Gelelim davulcuya... Davulcu çok önemli çünkü ekip onun vuruşlarına göre temposunu alçaltıp yükseltiyor. Küreklerin suya değme anını ve yarışın seyrini davulcu belirliyor. Bundan üç ay önce tekneyi suya indirecekleri sırada ekip toplanıp kimi davulcu yapalım diye aralarında tartışıyorlar. Sonunda birisi, “Bu görevi Asiye Hanım’a önerelim” diyor. Bir başkası, “Yahu dağlar kadar işi var, nasıl zaman ayırsın Asiye Hanım?” diye itiraz ediyor. Bülent Kelleci, “Biz bir önerelim, kabul ederse eder, etmezse başkasını buluruz” diye bir öneri getiriyor. Teklif gelir gelmez Asiye Hanım anında tokmağı eline alıyor ve davula vurmaya başlıyor.
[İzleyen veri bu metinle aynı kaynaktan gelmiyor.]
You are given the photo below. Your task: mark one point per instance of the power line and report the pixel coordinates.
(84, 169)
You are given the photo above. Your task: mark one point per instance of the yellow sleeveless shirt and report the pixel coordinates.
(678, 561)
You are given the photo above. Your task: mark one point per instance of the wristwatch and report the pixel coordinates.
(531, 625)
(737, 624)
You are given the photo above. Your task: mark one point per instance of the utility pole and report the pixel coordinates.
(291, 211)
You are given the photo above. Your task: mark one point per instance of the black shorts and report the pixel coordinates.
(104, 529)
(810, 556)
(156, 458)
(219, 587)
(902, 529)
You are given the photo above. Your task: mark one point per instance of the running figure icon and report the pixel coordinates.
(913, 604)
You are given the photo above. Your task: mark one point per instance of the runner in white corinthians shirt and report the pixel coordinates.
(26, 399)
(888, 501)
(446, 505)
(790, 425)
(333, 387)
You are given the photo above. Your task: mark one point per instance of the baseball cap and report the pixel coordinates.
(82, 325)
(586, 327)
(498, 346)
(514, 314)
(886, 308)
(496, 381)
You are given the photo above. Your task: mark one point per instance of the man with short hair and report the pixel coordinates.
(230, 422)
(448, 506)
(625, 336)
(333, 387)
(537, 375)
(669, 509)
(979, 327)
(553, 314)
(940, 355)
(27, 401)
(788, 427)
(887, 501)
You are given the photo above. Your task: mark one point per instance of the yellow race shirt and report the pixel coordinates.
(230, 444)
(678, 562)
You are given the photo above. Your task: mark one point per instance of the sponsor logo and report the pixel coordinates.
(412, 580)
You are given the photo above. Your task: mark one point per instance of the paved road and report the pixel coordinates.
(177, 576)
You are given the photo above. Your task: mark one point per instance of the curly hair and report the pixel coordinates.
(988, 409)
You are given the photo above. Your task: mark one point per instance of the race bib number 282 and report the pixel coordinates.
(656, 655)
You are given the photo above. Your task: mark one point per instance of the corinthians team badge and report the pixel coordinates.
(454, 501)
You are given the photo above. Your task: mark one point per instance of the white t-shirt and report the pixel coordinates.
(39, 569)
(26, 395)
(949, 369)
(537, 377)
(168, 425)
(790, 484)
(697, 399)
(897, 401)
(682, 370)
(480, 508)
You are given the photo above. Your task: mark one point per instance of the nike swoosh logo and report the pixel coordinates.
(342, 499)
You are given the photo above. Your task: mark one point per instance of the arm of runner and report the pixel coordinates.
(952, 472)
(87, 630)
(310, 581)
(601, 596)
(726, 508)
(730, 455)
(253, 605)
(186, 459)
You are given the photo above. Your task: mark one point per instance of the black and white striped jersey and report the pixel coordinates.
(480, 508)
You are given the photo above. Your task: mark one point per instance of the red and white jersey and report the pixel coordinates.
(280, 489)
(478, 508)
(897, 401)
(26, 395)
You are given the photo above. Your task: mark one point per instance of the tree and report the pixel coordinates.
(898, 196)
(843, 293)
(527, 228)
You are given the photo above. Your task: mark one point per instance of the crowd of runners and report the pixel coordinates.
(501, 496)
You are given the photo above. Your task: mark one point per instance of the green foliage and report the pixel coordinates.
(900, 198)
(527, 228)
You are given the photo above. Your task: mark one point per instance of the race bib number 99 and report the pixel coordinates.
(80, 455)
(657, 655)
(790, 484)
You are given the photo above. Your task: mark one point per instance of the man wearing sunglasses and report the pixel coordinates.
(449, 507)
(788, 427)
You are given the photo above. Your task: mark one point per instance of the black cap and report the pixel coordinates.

Asiye Kefeli de “ben artık bu ekibin peşini bırakmam, onlar nerede ben oradayım” diyerek bu çalışmadan duyduğu coşkuyu dile getiriyor. Bisse’nin kurumsallaşmış bir yapı olduğunu ama takım ruhunu bu ekiple birlikte öğrendiğini dile getiren Kefeli bu konuda şunları söylüyor: “Dragon eşitlikçi, kolektif bir uyum sporu. Ekipte bulunan herkes aynı anda birlikte hareket ederlerse kazanacaklarını biliyorlar. Dolayısıyla 18 kişi yekvücut oluyor. Bizim takım dünyadaki bütün dragon ekiplerinden farklı bir bileşime sahip. Kadınla erkek, patronla işçi, görenle görmeyen aynı takımdayız. Benim davulda olmam da şart değil, kürek de çekebilirdim ama baktım ki ekip kendini böyle daha iyi hissedecek tokmağı elime aldım. Bir akşam antrenmandan çıkıp bir davete katıldım. Neden oldu bilmiyorum ama gözümde bir batma oluştu. O kadar acıyordu ki gözümü açmam imkansızdı. Derhal beni davetten alıp acil servise götürdüler. Yol boyunca gözlerimi kapalı tutmak zorunda kaldım ve sadece işittiklerimle hayatı izlemeye çalıştım. Doktor mikrobik geçici bir rahatsızlık yaşadığımı söyleyerek gözlerime ilaçlar sürüp bantladı. 24 saat kadar karanlıkta kaldım. Böylece takım arkadaşlarımı daha iyi anladım...”

Haberle ilgili daha fazlası:

BAKMADAN GEÇME!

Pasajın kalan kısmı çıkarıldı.